その声が枕に半分埋もれてて、泣いてるのか笑ってるのかわからなかった。

翌朝。白石さんのチェックアウトを俺が担当しました。叔母は台所で朝食の片付け中。

「お世話になりました」

「こちらこそ。…また来てください」

「うん。…また来る」

そう言って、白石さんは名刺を1枚渡してきた。裏に携帯の番号が書いてある。

「次は、東京で。…ね?」

俺が何か言う前に、白石さんは軽く手を振って、バス停に向かって歩いていきました。

玄関で見送ってたら、後ろから叔母の声。

「で、何もなかったんだね?」

「何もないよ」

「ふーん。あんた、首の後ろ、引っ掻き傷あるけどね」

…。

叔母にはバレてました。こっぴどく叱られましたが、「まあ白石さんなら、悪い人じゃないからいいけど」と最後には言ってくれました。叔母、わりと話がわかる人だった。

東京に戻ってから、白石さんの番号に連絡しました。最初は「今夜だけ」のはずだったんですけど、結局、あれから月2くらいで会ってます。

白石さん――今は里香さんって呼んでるんですけど――と新宿のゴールデン街で飲んでるとき、里香さんがぽつりと言ったんですよ。

「あのときさ、脱衣所で会ったの、実はわざとだったんだよね」

「はあ?!」

「21時にチェックしに来るの知ってたから、タイミング合わせたの」

「マジかよ…」

「でも、あのとき引いてくれたから、この人なら信用できるって思った。
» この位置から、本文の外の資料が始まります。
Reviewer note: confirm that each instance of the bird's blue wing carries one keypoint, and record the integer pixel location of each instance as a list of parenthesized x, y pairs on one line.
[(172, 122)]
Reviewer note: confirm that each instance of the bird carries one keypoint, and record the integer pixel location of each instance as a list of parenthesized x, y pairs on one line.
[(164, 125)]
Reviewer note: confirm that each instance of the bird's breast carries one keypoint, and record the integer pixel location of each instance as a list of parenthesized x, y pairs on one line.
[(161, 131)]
押してきてたら、たぶんそこで終わってた」

つまり俺、あの夜ブレーキかけたのが正解だったってこと?

「じゃあ俺、試されてたわけ?」

「試したっていうか…確認したかったの。ちゃんと断れる人かどうか」

「結果的に3日目に断れてないんですけど」

「3日目は私が本気だったから、しょうがないでしょ」

なんだそれ。

巻き込まれ体質って言われることがたまにあるんですけど、今回ばかりは巻き込まれてよかったなと思ってます。

というか、今も絶賛巻き込まれ中です。